This week marks one year since a Latine student was stopped by a Security Patrol Officer at Berkeley Way West while allegedly not wearing a mask during the height of the COVID-19 pandemic.
This week also marks one year in which our department has failed to genuinely acknowledge, let alone substantively act, to redress the harm done to the student.
On the contrary, leadership in the Berkeley School of Education, with the exception of one individual, has systematically attempted to silence any attempt to address the racial violence that occurred. At every turn, department leadership have taken steps to protect their reputation, not having once inquired about the welfare of the student.
The gratuitous involvement of police to control the bodies of people of color is an age-old tactic of white supremacy. Even when it doesn’t inflict physical harm, it carries the power of intimidation, involves enduring trauma and forces the target to experience the precarious threat that a single miscalculation could result in police brutality or even death.
In 2020, the city of San Francisco approved legislation that made racially motivated 911 calls a hate crime. The city recognized the physical and emotional violence inflicted on people of color when police are called for frivolous matters.
We are all too familiar with local and national cases when police were needlessly called on people of color, whether they were birdwatching, swimming, barbecuing or even entering their own homes.
San Francisco’s ordinance, known as the Caution Against Racially and Exploitative Non-Emergencies Act, or the CAREN Act, is meant to provide some measure of protection for people of color subject to such intimidation and violence. It is also meant to penalize those who exploit public resources to perpetuate their bigotry.
It is a shame that measures such as the CAREN Act are necessary. The forms of violence covered by the CAREN Act occur because the perpetrators don’t see their targets as fellow human beings. Instead, histories of racism make them perceive people of color as threats who need to be controlled by state-sanctioned violence, as targets who are not even worth the dignity of a simple conversation.
UC Berkeley requires policy that explicitly protects people of color from being targeted by others through the deployment of police. There also needs to be a policy that protects those who attempt to name and address such violence.

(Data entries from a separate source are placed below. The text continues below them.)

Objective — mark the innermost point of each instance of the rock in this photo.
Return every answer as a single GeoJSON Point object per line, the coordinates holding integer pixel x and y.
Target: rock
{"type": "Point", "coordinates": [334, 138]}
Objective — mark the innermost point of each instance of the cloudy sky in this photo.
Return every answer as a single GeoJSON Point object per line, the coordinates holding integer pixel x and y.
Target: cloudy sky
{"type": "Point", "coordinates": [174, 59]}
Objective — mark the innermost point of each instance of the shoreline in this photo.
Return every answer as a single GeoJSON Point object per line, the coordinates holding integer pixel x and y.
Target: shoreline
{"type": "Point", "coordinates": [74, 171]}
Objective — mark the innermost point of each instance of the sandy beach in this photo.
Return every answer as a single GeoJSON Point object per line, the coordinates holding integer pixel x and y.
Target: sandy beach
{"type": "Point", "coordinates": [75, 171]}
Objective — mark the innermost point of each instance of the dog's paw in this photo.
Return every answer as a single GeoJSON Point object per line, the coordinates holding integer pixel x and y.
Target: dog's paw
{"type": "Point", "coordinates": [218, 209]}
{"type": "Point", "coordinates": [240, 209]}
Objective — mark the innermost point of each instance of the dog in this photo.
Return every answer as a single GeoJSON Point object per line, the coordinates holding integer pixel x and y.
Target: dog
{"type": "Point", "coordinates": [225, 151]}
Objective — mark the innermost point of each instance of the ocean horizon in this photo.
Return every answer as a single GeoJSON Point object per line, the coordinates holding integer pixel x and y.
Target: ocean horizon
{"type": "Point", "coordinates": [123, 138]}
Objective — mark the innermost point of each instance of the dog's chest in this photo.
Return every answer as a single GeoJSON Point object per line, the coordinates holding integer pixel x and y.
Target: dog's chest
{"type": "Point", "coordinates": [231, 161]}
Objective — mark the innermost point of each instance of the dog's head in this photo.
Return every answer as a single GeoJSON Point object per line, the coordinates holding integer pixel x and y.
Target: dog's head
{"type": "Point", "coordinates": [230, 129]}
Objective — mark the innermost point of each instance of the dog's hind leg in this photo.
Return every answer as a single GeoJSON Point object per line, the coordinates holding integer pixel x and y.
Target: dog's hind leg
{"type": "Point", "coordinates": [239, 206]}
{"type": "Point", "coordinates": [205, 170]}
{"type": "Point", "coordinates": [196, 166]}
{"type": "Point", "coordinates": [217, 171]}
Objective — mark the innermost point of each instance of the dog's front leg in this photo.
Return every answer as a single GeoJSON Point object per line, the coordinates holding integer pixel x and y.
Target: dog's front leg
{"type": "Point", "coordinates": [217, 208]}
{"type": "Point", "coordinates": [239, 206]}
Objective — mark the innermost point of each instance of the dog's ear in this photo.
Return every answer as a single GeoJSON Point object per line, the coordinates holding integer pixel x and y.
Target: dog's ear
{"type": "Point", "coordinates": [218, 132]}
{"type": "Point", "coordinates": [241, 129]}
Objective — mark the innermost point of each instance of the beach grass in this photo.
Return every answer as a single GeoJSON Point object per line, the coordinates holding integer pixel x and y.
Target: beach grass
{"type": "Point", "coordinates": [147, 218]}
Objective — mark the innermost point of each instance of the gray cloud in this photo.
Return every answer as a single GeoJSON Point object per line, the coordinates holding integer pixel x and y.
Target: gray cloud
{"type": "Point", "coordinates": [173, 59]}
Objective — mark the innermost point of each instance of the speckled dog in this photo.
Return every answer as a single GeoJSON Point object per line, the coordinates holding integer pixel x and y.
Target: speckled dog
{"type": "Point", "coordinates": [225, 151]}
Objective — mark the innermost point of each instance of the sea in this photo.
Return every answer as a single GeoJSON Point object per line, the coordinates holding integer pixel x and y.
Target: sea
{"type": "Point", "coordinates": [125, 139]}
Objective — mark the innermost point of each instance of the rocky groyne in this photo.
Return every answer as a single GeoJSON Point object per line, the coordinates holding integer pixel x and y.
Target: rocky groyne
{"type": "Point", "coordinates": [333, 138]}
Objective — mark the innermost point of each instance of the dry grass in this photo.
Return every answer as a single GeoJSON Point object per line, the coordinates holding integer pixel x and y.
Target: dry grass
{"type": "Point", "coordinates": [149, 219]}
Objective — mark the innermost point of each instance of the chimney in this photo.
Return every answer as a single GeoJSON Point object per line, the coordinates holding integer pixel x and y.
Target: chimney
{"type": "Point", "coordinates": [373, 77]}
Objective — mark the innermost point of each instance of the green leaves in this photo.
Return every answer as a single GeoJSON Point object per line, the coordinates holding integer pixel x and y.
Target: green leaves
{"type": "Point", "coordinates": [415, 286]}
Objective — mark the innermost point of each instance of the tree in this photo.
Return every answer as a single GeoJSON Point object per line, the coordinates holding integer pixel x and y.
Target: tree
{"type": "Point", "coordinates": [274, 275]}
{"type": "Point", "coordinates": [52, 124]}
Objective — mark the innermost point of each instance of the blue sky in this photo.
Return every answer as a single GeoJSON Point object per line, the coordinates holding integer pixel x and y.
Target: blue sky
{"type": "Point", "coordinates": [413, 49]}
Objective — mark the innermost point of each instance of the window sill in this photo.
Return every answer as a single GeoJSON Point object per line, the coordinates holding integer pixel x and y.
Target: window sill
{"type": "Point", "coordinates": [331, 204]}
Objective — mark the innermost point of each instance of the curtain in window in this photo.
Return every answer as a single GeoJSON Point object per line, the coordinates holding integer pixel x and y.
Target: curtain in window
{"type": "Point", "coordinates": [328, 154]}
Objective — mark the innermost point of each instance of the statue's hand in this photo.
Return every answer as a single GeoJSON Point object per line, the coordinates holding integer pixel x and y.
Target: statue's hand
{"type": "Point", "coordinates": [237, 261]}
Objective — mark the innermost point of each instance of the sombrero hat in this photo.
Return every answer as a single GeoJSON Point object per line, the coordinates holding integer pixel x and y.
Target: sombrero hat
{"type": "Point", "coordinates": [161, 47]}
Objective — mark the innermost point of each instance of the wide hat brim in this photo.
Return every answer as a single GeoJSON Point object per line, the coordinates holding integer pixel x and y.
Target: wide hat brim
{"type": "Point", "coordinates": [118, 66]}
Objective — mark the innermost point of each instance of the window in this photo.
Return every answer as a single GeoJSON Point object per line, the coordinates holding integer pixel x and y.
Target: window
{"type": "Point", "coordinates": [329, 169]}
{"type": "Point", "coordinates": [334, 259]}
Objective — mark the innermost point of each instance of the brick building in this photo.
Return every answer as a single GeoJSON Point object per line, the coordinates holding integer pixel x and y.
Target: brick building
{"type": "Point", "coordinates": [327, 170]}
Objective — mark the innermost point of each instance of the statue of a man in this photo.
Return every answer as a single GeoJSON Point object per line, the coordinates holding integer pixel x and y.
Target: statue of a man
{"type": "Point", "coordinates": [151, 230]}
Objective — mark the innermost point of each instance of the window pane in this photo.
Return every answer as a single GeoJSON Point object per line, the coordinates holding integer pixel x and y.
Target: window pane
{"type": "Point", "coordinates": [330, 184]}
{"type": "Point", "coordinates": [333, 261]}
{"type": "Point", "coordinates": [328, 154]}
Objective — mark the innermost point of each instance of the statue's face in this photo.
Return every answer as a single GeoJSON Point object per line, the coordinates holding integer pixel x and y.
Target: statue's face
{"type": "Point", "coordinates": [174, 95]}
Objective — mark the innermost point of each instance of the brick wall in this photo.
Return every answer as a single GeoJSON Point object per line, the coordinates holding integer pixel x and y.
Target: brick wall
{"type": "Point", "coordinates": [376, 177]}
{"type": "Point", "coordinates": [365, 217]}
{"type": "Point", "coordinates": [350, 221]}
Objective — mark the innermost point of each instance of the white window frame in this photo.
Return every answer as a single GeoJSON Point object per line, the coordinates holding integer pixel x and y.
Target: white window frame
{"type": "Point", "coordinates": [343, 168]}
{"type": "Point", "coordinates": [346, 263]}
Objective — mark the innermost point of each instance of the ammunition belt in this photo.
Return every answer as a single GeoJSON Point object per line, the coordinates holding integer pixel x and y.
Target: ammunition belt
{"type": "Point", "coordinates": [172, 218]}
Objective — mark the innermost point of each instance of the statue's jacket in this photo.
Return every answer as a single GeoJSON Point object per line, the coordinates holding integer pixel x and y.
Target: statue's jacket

Even with the institutional protections I have as a professor, department leadership has not only ignored my appeal to address the racial climate that led to this incident, they have also sought to intimidate me into silence.
Ironically, the one tangible action the department has taken after the incident beyond following regular protocol involves proposed policy that would make it more difficult to address racialized incidents in the Berkeley School of Education. I can only imagine the pressures faced by students, staff and early-career faculty who attempt to name the racial violence they experience on this campus, especially through the misuse of the police.
The lasting impact of this incident, however, will be felt most by the student. Every single day the student walks into our modern, glass-clad building at Berkeley Way West, he must feel the racist legacies of our nation. Even as he walks by posters that boast the racial diversity of the department, our building cannot be a “safe space” for him. Instead, these hallowed halls will be a site of trauma, magnified by the callousness of our department leadership.
No day will go by without him having to expend mental and emotional energy to ensure his own safety — energy that others have the luxury to devote to their academic pursuits or leisurely activities. There will not be a moment when he can walk through the corridors, assured that he doesn’t have to encounter the person who called the police on him or the department leadership that ultimately enabled such racist behavior.
A few weeks after the incident, I was called into a meeting by the department leadership. After accusing me of “giving the school a bad name,” I was told I was making too much of the matter because “it wasn’t a George Floyd incident.”
My heart wrenches each time I think about these words coming from our department leader. It signals a profoundly warped measure used by leaders to respond to violence. It communicates a normalization that members of our campus are expected to live with everyday violence.
I swing between anger, frustration and sorrow to think that after a full year, the student has not experienced a modicum of justice. We are Berkeley and it is 2023, but this nation’s violent and timeworn tools of white supremacy are still alive among us.
Change in UC policy to protect students, staff, faculty and visitors of color against racially motivated police calls is essential, but it won’t suffice on its own. We need leaders who have the courage to take ethical stances and enact policies that promote people and their well-being.